Most of the skepticism surrounding Sonia Sotomayor coming from liberals has to do with her not yet divined position on reproductive choice, as Tim and Sarah have been blogging about. But there’s another issue that I think merits greater examination, and that’s Sotomayor’s view of First Amendment rights.

In Pappas v. Giuliani, Sotomayor dissented from the court’s majority ruling that the NYPD could fire a staffer (not a beat cop) for having sent racist mail in response to letters soliciting charitable contributions.As Tom Goldstein explains at SCOTUSBlog, while Sotomayor argued that the statements made were “patently offensive, hateful, and insulting,” she also concluded that the majority was wrong to “gloss over three decades of jurisprudence and the centrality of First Amendment freedoms in our lives just because it is confronted with speech is does not like.” Given the context of this situation, the fact that the statements were made anonymously and not while at work, I’m inclined to agree with Sotomayor.

Given Sotomayor’s opinion in Pappas, the decision reached in another free speech case, Doninger v. Niehoff was striking. Basically, a student was disqualified from running for student office by the school because she referred to school officials as “douchebags” for cancelling an event she had helped organize. The court concluded that because the remarks caused a “foreseeable risk of substantial disruption” she was not entitled to a preliminary injunction reversing a disciplinary action against her, according to Education Week.

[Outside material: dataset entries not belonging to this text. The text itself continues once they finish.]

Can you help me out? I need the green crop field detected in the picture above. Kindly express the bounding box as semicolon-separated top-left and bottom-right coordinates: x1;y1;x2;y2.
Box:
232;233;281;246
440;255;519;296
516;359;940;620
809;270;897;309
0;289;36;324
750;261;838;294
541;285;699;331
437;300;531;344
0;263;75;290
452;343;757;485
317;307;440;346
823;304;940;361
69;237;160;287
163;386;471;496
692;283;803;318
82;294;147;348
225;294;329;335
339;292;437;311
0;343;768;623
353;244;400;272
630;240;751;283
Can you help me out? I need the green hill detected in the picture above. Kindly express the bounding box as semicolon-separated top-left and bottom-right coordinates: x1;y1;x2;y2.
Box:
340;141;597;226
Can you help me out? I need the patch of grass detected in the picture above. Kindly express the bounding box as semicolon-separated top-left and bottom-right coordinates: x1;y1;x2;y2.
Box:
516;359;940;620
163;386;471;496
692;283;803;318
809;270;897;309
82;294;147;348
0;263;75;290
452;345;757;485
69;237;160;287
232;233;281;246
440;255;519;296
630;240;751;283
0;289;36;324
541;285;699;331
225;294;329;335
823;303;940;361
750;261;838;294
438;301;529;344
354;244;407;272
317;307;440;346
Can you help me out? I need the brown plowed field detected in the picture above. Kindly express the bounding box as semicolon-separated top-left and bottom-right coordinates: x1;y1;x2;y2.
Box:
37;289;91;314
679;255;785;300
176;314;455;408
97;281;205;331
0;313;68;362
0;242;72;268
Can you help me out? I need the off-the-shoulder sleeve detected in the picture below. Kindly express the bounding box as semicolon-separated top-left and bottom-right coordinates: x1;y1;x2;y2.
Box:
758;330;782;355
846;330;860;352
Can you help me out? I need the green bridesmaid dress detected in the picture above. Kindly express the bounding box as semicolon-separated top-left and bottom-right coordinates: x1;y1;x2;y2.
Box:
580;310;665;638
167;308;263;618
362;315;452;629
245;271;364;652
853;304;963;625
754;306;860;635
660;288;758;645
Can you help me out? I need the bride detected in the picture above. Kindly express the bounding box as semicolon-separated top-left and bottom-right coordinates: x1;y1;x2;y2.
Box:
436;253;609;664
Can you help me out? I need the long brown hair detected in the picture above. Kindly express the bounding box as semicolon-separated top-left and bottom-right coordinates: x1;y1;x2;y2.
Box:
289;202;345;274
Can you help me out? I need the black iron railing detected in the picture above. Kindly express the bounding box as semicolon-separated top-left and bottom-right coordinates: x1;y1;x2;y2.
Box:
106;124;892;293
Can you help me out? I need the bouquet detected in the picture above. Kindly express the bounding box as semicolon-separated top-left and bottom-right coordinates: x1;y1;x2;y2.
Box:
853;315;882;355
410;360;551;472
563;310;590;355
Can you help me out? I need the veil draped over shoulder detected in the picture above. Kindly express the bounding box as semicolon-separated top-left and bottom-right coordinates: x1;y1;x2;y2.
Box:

The two opinions seem pretty contradictory. Both of the individuals in question had made the offending comments on their own time. In one, Sotomayor argued that firing someone for engaging in offensive speech on their own time was “glossing over First Amendment rights,” even if it did cause problems of race relations for the NYPD, but in the other, she joined a ruling saying the school “did not abuse its discretion,” because of the risk of “substantial disruption,” from a student venting about school administrators on a blog. How is it that the word “douchebags” creates such a significant risk of disruption that First Amendment rights are forfeit, while the equally forseeable risk of public disruption caused by the NYPD’s poor race relations isn’t a great enough concern to trump Pappas’ legal rights?